Unlike McClelland this year, in ’97 Bailey primarily sight-fished his way to victory. Like McClelland, he also used a jerkbait – in his case a clown-colored Smithwick Rogue. Both Bailey and second place finisher Bud Pruitt of Texas fished wacky rigs, a technique that was not yet in vogue but would become a standard presentation in short order.
To win this week’s trivia contest, answer the following three questions about Bailey and the 1997 Table Rock tournament correctly:
- When professional anglers decided to adopt personal numbers, NASCAR-style, Bailey went a little bit outside the norm.
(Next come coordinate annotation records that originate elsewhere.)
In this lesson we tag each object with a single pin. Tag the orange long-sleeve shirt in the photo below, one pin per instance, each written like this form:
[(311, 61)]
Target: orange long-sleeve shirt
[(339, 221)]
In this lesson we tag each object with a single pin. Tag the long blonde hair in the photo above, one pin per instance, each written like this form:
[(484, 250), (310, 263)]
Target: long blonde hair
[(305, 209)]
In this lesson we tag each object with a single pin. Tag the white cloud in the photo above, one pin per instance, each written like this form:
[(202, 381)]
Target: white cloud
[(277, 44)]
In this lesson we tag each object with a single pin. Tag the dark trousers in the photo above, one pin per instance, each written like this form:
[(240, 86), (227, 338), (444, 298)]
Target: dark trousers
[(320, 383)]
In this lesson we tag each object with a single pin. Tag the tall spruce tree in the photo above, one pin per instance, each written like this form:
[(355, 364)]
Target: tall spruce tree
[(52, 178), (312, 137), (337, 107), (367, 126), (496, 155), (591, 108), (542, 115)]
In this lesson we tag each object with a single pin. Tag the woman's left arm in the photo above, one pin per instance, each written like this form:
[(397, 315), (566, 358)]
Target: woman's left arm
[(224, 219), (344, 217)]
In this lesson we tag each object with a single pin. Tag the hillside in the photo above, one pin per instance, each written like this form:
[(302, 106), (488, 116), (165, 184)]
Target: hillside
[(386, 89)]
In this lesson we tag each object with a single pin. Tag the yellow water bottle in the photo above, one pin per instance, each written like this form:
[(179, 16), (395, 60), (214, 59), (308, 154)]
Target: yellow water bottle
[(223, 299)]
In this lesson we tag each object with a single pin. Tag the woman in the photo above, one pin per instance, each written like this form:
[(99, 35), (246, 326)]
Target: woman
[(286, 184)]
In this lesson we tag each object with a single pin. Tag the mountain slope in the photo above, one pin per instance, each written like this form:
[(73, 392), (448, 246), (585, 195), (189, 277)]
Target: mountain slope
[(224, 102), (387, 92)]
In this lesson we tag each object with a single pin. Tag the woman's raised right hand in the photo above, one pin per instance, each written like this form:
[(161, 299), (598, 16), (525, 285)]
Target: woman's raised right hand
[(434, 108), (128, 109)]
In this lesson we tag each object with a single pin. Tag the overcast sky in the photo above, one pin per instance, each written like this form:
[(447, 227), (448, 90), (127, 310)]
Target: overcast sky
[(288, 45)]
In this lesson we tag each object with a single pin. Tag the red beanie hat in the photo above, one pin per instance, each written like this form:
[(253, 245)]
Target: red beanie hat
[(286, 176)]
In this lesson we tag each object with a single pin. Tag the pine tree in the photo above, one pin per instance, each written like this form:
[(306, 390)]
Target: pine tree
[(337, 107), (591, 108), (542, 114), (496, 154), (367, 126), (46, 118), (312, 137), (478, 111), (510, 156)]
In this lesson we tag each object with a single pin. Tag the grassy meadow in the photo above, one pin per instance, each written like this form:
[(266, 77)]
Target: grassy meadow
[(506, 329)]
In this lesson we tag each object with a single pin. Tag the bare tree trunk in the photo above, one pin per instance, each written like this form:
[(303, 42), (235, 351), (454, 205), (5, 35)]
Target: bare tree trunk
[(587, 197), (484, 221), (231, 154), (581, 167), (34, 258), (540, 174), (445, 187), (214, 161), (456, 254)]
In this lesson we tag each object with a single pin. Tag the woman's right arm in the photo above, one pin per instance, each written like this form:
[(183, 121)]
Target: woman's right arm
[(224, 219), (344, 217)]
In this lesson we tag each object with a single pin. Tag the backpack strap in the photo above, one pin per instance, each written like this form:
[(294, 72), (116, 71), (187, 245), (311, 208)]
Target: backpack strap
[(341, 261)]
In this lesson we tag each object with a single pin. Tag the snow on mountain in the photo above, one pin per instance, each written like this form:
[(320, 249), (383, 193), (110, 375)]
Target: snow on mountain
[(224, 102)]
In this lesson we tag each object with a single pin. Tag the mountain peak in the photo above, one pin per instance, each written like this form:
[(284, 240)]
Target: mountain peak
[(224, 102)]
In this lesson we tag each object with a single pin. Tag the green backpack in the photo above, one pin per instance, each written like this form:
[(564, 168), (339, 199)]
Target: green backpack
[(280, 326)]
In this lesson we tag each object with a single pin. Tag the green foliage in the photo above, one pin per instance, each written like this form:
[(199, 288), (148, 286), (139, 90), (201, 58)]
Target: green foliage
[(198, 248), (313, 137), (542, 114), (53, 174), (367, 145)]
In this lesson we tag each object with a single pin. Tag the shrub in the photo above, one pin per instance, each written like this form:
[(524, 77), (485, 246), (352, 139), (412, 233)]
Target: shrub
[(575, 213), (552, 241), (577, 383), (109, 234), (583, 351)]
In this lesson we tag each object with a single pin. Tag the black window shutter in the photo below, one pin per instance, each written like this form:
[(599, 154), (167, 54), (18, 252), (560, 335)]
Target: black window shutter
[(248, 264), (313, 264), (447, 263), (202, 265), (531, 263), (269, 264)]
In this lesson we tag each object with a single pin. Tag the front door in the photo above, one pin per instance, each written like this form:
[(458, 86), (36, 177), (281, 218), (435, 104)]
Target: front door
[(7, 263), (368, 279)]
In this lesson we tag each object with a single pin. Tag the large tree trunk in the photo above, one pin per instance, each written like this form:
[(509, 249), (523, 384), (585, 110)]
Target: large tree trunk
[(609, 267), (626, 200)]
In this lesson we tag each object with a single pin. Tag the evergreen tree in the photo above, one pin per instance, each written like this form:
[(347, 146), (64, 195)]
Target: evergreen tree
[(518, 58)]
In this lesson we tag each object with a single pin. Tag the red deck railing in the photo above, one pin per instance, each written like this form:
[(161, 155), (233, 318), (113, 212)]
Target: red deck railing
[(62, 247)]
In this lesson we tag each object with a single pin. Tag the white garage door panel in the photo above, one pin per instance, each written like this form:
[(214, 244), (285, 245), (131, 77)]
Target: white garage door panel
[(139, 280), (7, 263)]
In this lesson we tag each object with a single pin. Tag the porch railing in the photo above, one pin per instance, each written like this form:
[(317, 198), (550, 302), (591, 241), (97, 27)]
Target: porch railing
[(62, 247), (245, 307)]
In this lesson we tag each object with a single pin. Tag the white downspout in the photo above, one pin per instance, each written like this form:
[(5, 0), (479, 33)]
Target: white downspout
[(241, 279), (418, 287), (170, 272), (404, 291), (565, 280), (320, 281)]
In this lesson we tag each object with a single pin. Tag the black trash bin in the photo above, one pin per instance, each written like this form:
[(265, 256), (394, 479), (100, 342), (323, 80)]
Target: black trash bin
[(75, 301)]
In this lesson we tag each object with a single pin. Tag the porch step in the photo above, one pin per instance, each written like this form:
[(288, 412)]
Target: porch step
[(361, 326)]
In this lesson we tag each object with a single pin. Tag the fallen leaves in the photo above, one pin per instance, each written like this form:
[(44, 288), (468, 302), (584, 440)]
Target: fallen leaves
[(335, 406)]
What number did he choose?
- While Pruitt wacky-rigged a V&M Needle Worm, Bailey utilized a small northeastern bait for the same technique. What was it called and who invented it?
- Fifth place finisher Stan Gerzsenyi relied upon three different Yamamoto products, all of which were relatively new at the time. What were they?
Here are the answers:
Lee Bailey, also known as “007,” wacky rigged a clear/gold flake Jersey Rigg to catch most of his bedding Table Rock bass that week. The stubby 3.5” worm was invented by New Jersey angler Jeff Cammerino from New Jersey (of course) to deal with his home state’s highly-pressured bass.
The lure had been profiled in the March 1995 issue of Bassmaster where Cammerino was quoted as stating: “I didn’t want the worm to sink too fast or too slow,” Cammerino reports. “I wanted it to stay in the strike zone as long as possible. The weight of the hook is all you need. As the Jersey Riggs sinks, you reel slowly, twitching it every so often. That makes the worm bend into a U shape. The fact that the lure doesn’t move very far gives the bass more incentive to strike. Unlike a spinnerbait, plug or even a regular plastic worm, it doesn’t move away from the fish.” Bailey put it on a Number 2 Gamakatsu hook and fished it on 6-pound test Stren MagnaThin.
Gerzsenyi finished 5th on three GYCB products that have become staples over the years – the Ika, fished on a Number 1 Sugoi hook, as well as a smoke/silver Senko, which Bassmaster’s Steve Price referred to as “a new 5-inch soft jerkbait.” He likewise rigged it weedless, on a 2/0 Gamakatsu hook.